Sooner or later we will simply wear some form of battery fiber that works to provide power. Provided of course that we actually need batteries. It is becoming that dicey. However been able to use all that wiring as a natural battery is attractive and worth some effort.
Beyond all that, it is
not obvious yet, but I suspect that our civilization is likely to
dewire generally long before this actually comes on stream. Thus it
is likely to remain a commercial long shot even if knowing how is
helpful on compact hardware.
This is all good and
neat.
Researchers create flexible wires that could double as batteries
June
4, 2014
We
literally live in a wired world, with wires snaking hither and yon
transmitting electricity and data. Many are visible, while many more
are hidden in the walls of buildings, the panels of cars, and the
fuselage of aircraft. Now, imagine; what if we were able to turn each
and every one of these into a battery that not only transmitted
electricity but stored it too? Well, two researchers from the
University of Central Florida (UCF) imagined that too, and came up
with a way to use nano-technology to make wires with supercapacitance
that may eventually also double as batteries.
Professor
Jayan Thomas and his Ph.D. student Zenan Yu premised their design on
their ability to grow "nanowhiskers" of copper oxide in a
laboratory that would provide the conductive link between between the
inner and outer layers of their supercapacitor wire.
The
team first started by growing a layer of nanowhiskers from insulating
copper oxide on an outer layer of a single copper wire. They then
treated those whiskers with a gold-palladium alloy, before finally
depositing an electrochemically active coating of manganese oxide on
the alloy. As a result, the nanowires acted as a sheath to
encapsulate the copper wire, and form the first electrode.
To
add a second electrode to complete the energy storage device, the
researchers coated the first electrode with a solid electrolyte and a
polymer partition, and then fitted another cylindrical electrode
around that.
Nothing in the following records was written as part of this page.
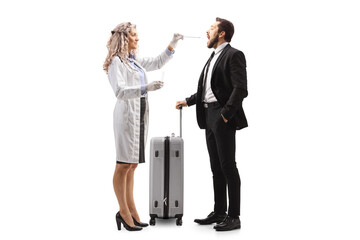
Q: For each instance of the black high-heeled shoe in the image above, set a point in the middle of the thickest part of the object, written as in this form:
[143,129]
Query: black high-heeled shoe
[120,220]
[140,224]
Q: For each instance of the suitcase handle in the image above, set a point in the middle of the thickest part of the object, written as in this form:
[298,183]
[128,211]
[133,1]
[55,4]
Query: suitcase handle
[180,108]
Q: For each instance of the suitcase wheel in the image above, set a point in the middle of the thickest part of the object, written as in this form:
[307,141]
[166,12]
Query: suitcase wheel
[179,222]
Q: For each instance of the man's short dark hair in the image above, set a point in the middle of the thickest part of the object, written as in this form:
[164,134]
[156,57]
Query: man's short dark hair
[227,27]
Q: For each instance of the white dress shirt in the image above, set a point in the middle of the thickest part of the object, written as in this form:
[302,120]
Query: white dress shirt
[208,94]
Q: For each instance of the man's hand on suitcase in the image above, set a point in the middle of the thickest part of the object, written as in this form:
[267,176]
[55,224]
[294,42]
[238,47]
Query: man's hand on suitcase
[153,86]
[178,103]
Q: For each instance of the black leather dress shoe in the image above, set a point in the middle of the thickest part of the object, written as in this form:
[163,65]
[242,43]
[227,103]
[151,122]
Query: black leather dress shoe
[228,224]
[211,218]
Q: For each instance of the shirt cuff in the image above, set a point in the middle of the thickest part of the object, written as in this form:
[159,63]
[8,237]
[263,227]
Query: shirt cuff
[143,89]
[168,52]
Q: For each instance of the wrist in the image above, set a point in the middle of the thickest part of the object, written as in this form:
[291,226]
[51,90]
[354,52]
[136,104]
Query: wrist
[170,48]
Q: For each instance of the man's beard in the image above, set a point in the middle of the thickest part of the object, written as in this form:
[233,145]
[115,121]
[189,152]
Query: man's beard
[214,41]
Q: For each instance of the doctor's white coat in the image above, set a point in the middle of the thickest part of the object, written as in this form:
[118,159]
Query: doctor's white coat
[125,82]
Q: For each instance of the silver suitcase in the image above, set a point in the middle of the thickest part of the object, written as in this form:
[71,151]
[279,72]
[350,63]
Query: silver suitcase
[167,177]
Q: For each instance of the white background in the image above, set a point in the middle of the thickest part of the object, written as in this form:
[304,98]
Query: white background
[298,160]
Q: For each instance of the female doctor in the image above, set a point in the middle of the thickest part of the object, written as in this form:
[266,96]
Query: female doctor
[127,76]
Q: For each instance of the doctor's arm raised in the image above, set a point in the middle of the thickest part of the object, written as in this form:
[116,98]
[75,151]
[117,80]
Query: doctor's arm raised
[151,64]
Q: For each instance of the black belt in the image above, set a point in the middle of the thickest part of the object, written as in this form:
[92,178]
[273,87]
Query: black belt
[210,105]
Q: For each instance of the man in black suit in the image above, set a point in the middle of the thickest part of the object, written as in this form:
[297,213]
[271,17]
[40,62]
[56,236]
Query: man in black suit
[221,90]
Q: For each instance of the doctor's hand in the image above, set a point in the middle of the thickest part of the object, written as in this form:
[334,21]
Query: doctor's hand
[176,38]
[182,103]
[153,86]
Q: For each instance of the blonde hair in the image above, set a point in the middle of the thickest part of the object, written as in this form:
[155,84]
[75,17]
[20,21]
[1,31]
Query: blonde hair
[118,44]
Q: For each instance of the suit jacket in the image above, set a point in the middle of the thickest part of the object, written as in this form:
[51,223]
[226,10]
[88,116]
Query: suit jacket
[229,85]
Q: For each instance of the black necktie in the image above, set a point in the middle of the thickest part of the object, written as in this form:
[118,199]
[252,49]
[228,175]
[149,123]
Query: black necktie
[206,72]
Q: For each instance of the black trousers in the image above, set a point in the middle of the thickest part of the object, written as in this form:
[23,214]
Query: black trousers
[220,140]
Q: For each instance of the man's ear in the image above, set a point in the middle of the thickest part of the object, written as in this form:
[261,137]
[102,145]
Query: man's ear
[222,34]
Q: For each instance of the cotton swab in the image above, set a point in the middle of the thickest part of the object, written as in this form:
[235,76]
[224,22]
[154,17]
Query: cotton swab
[191,37]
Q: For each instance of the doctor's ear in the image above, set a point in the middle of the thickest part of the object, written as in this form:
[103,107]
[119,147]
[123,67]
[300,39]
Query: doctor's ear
[222,34]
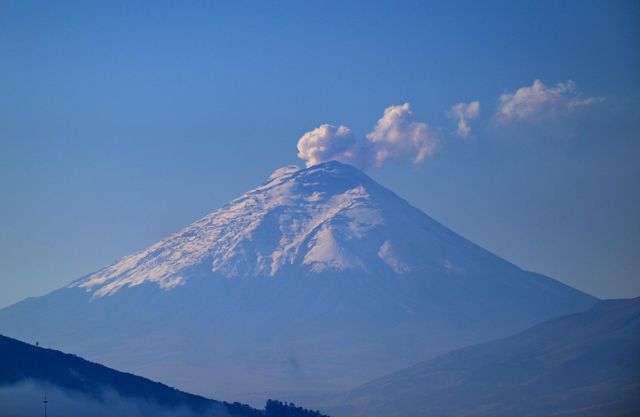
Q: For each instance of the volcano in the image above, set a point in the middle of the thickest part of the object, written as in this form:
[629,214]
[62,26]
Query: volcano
[316,281]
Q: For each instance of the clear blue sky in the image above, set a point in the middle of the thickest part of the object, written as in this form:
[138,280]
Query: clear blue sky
[121,122]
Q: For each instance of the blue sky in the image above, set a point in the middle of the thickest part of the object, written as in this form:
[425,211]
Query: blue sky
[122,122]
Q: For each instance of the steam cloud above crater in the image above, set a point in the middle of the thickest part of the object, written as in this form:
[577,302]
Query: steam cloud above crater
[395,136]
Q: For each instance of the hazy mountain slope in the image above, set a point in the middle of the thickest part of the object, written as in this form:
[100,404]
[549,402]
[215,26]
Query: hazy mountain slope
[75,386]
[318,280]
[585,364]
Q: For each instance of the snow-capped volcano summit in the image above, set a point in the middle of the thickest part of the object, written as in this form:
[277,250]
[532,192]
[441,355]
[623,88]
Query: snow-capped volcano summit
[330,217]
[318,279]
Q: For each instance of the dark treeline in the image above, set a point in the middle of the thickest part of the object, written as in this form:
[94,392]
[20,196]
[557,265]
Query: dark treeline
[20,362]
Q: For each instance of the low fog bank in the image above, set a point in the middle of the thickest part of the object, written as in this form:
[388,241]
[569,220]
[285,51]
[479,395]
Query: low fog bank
[24,399]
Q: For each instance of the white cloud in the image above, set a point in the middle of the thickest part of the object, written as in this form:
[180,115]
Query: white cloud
[328,142]
[464,112]
[538,99]
[395,136]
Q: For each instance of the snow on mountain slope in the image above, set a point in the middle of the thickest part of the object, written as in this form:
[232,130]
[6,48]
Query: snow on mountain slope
[296,219]
[317,280]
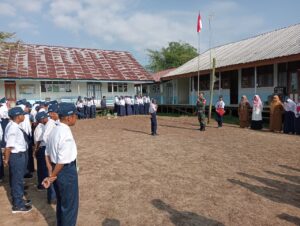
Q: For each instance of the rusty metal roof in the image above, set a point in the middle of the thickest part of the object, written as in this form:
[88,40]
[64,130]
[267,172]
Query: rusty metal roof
[156,76]
[27,61]
[275,44]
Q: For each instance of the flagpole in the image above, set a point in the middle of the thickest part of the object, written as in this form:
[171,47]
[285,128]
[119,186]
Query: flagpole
[199,40]
[198,85]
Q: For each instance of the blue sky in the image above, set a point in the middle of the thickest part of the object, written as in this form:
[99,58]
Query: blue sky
[138,25]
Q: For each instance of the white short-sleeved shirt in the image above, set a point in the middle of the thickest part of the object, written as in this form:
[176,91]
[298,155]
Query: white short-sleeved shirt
[26,125]
[50,125]
[61,146]
[220,104]
[1,133]
[122,102]
[14,138]
[152,108]
[4,111]
[38,134]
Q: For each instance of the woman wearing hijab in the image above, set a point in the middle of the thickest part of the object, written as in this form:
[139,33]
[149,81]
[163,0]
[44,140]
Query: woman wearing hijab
[289,116]
[297,119]
[276,111]
[256,122]
[243,111]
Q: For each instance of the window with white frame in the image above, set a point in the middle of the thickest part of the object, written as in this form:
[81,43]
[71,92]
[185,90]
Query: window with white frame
[55,86]
[265,76]
[117,87]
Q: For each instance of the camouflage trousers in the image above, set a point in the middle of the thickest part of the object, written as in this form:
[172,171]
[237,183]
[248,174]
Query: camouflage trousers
[201,118]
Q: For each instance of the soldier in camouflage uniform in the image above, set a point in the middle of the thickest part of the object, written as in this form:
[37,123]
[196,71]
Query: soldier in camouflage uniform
[200,106]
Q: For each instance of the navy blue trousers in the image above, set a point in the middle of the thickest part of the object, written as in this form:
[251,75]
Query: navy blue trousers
[136,109]
[42,171]
[153,123]
[66,188]
[93,111]
[128,109]
[1,165]
[141,109]
[4,123]
[17,165]
[122,110]
[219,119]
[289,122]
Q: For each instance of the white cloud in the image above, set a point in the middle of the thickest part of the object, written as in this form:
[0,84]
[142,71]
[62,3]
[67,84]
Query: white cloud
[111,22]
[29,5]
[21,25]
[7,10]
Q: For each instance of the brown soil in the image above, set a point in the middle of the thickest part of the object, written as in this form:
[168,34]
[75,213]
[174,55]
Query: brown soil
[223,176]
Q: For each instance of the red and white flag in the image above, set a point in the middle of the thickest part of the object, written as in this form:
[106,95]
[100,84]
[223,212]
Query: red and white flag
[199,23]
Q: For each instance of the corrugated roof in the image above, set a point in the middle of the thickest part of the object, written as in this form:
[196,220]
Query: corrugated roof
[53,62]
[278,43]
[156,76]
The second electrode was then formed in the same way as
the first electrode, but nanowhiskers were molded on a copper foil
that acted as the final conducting tube around the outside.
The
practical upshot of this is that this wire – in a growing line of
otherwearable
supercapacitors and weavable
battery wires –
may soon help make possible energy-storage devices and systems that
are flexible, wearable and incorporated directly into clothing and
textiles.
Light,
bendable supercapacitor cables might also assist in making electronic
devices even smaller and more portable than they are today, by vastly
decreasing the size of batteries, or incorporating energy-storage
wires throughout the device to replace the batteries altogether.
While
more work is required, the technique the team used to grow the
nanowhiskers should be transferable to other types of materials. The
use of copper wire is only the beginning; it is envisioned that, as
the technology progresses, other fibers and cables could be developed
with similar nanostructures that also both transfer and store energy.